Retentissant accord dédié aux palombières.

Quand passent les palombes superbes et méfiantes
En vols majestueux à coups d'ailes ardentes
Quand les yeux du chasseur clignotent infiniment
Sur les "garrailles" nues rabotées par le temps

Michel, Jacques et Jean-Claude, là-bas à Mazerolle
Dans les plis du vallon où l'alouette grisolle,
Aux parfums de salmis et Diane chasseresse,
Se répand le bonheur en des flots d'allégresse.

Scrutant le ciel d'octobre l'appeau majestueux
Complice du chasseur au regard malicieux,
Lorsque vient le ramier succulent granivore,
Vient se poser enfin sur le sol dès l'aurore.

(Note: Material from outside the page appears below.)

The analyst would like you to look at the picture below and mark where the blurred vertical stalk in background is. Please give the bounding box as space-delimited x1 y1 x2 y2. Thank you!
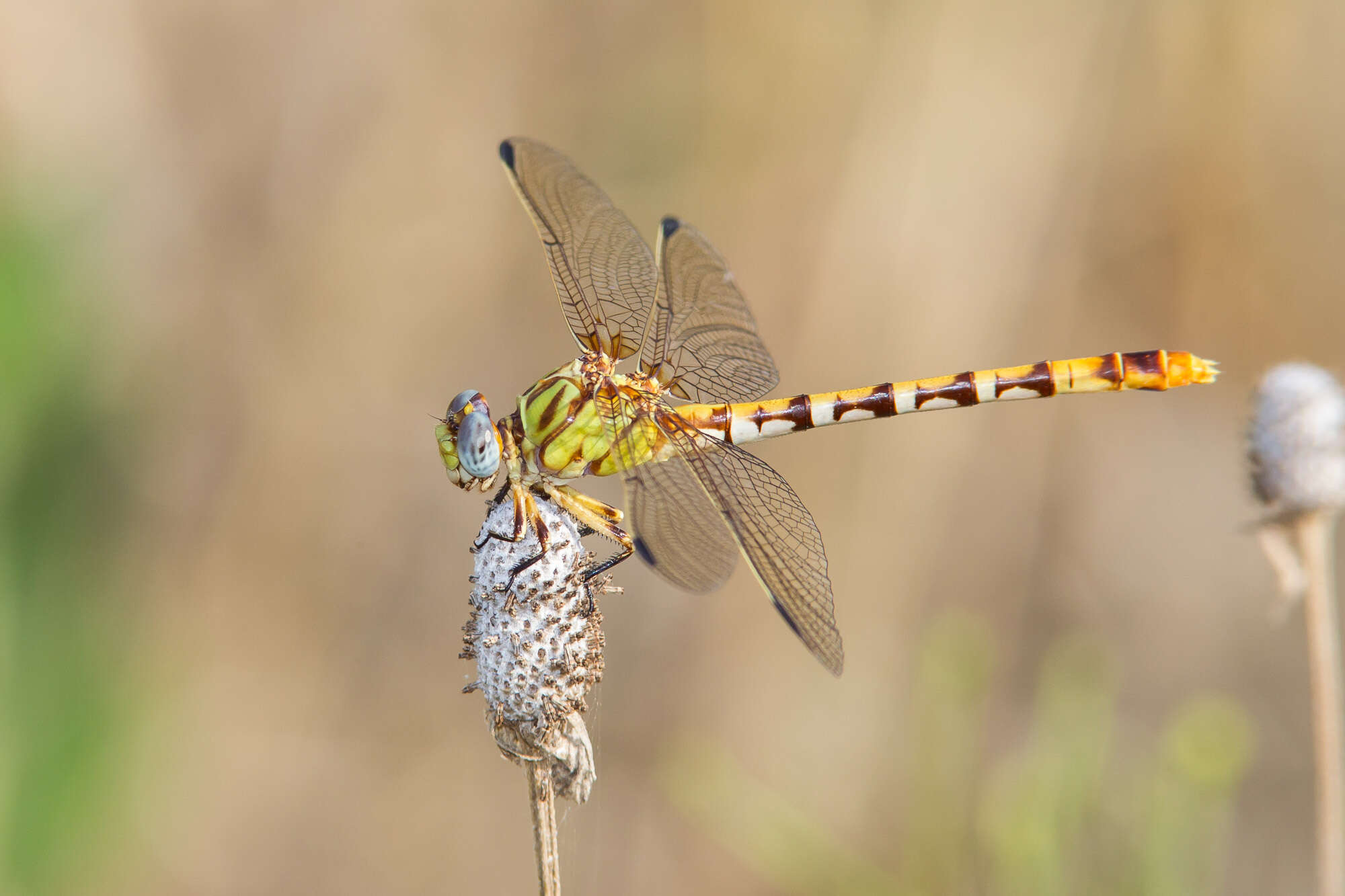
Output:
1250 363 1345 896
0 198 132 893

Et si à Escoussans les palombes sont belles,
A Cantois, à Arbis elles sont plus rebelles.
Si Targon et Baigneaux se joignent au festin,
Ladaux, Cessac, Courpiac en prennent le chemin.

A quelques lieux de là, vers Cachaou, Maroutine,
Où l'oiseau bleu magique déploie ses ailes fines,
Va bifurquer soudain saluant les "cassayres" !
Du pays de Benauge défiant les "roucoulayres".

Au "jouquet" le silence est un devoir sacré,
A l'autel de la chasse où l'oiseau s'est posé,
Le gris bleu du ramier décore le paysage,
Tandis que le chasseur lui sourit à l'image.

Dans le coeur de Benauge, là-bas à Montignac,
Du côté de Marot, la palombe a du "gnac" !
Frédéric et Christian admirent sa beauté,
Didier, Eric, Hervé, sa pleine majesté.

Du Hayas à Fonbelle, l'oiseau bleu scrute Gilles,
Il passe par les bois pour éviter les villes,
Chênes, pins, châtaigniers sont ses abris de pose,
Espère une journée qui ne soit pas morose.

Quand le soir fatigués, ils racontent leurs prises,
Dans le bistrot du coin, y'a plus de places assises,
Celui qui ment le mieux est porté en héros,
Celui qui ne sait pas on lui rit dans le dos.

Saintes gens de Benauge, des vignes et des vallées,
De vos grappes fécondes, aux célestes rosées,
Magnifiez l'oiseau bleu d'une gloire immortelle,
Et volez avec lui dans la vie éternelle.

                                                                        Michel Peyré
                                                                      novembre 2003


* Lors de la soirée-palombe d'Escoussans, le 21 novembre 2009,
  ce poème a été déclamé par Daniel Salvage (de Ladaux).